Сайвар пожал плечами:
– Она плакала. Но я не знаю, вряд ли для нее это такая уж неожиданность. По крайней мере год у нас все было просто чудовищно.
Эльма кивнула и сделала большой глоток пива. Она начинала ощущать знакомое головокружение.
– На самом деле не знаю, как я себя чувствую, – сказал Сайвар. – Как будто завершается какая-то глава жизни, по которой я так или иначе буду скучать. И все-таки я готов завершить ее, и, если честно, меня гложет совесть за то, что мне не очень плохо. А мне ведь должно сейчас быть плохо, да? В смысле: это ж целых семь лет! Семь лет – долгий срок.
Эльма кивнула.
– Эльма… – Сайвар упер взгляд в свой стакан. – Я все собирался попросить прощения за то, что тогда от тебя убежал. Не знаю, отчего я вылетел от тебя как угорелый.
– Не рассуждай об этом, – улыбнулась Эльма.
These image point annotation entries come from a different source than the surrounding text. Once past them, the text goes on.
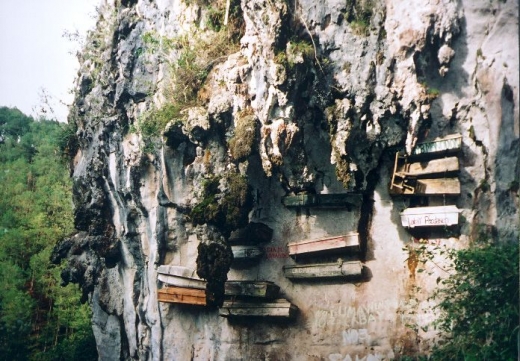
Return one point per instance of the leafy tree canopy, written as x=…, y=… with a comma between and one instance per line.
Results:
x=39, y=319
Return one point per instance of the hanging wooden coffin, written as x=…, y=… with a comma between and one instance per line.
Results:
x=324, y=270
x=328, y=244
x=426, y=187
x=450, y=143
x=275, y=308
x=246, y=252
x=261, y=289
x=180, y=276
x=430, y=216
x=339, y=200
x=189, y=296
x=423, y=169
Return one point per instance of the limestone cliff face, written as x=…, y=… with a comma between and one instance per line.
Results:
x=274, y=118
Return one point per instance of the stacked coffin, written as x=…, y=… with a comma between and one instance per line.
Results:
x=181, y=285
x=326, y=246
x=245, y=243
x=430, y=170
x=338, y=200
x=323, y=246
x=255, y=299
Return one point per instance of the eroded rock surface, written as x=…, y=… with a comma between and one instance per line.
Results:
x=315, y=98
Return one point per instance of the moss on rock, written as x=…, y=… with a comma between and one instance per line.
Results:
x=241, y=145
x=226, y=202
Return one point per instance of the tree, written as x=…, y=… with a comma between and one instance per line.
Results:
x=39, y=319
x=479, y=304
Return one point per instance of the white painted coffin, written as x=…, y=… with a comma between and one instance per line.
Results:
x=324, y=270
x=430, y=216
x=274, y=308
x=180, y=277
x=449, y=143
x=336, y=243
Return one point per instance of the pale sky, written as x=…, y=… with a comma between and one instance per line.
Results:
x=34, y=55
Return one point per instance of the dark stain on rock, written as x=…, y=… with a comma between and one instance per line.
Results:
x=213, y=263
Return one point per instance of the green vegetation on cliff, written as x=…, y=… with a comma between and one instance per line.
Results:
x=39, y=319
x=479, y=304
– Ты мне сказала, что недавно рассталась с парнем. А как давно?
– Уже четыре месяца.
– И из-за этого вернулась в родной город?
– Да. Я вообще-то не планировала, это как-то само собой получилось.
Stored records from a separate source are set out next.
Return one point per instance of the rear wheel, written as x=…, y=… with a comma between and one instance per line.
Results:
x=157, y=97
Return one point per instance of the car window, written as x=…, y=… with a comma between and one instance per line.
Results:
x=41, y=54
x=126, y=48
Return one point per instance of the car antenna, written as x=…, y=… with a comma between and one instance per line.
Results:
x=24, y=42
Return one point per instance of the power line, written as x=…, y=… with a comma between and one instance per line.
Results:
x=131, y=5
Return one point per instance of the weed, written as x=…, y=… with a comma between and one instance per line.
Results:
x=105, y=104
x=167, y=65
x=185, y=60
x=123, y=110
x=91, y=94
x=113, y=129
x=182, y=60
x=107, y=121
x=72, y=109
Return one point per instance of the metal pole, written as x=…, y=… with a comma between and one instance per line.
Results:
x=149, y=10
– То есть ваше расставание было сложным?
Эльма кивнула. Сайвар молчал, словно ждал, что еще она скажет.
– Да, это верно: очень сложным. Давид был мне лучшим другом и… – Она умолкла посередине фразы: испугалась, что сейчас у нее дрогнет голос и она расплачется прямо перед Сайваром. При этом какая-то ее часть желала рассказать ему все как на духу, – но она не могла на это решиться. Не могла – и все тут.
Сайвар подал официанту знак принести еще два пива.
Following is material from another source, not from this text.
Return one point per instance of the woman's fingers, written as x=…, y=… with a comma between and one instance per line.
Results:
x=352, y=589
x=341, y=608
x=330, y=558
– Ты по нему скучаешь? – спросил он после.
– Да, – призналась Эльма, еле слышно, будто прошептала. Она откашлялась. – Я просто была так зла, что пока толком и не могла скучать. Я просто взяла и уехала.
– И из всех возможных мест – именно в Акранес, – усмехнулся Сайвар. – Кто бы мог подумать.
– Ну уж явно не я, – вздохнула Эльма. – А ты? Тебя сюда что привело? Ты сказал, у тебя брат тут живет, – а родители?
– У моего брата задержка в развитии, и живет он в интернате. Если б не он, я бы, может быть, отсюда уехал. – Сайвар отпил глоток пива и, пока говорил, смотрел в стакан. – Мои родители погибли в аварии примерно лет пять спустя после того, как мы сюда переехали. Мне тогда только исполнилось двадцать. Брату было шестнадцать, и он был совсем не против пожить в интернате. Я не мог никуда уехать. Мы с ним остались вдвоем.
Эльма кивнула.
– Что в этом городе тебя бесит? – спросил Сайвар после небольшой паузы.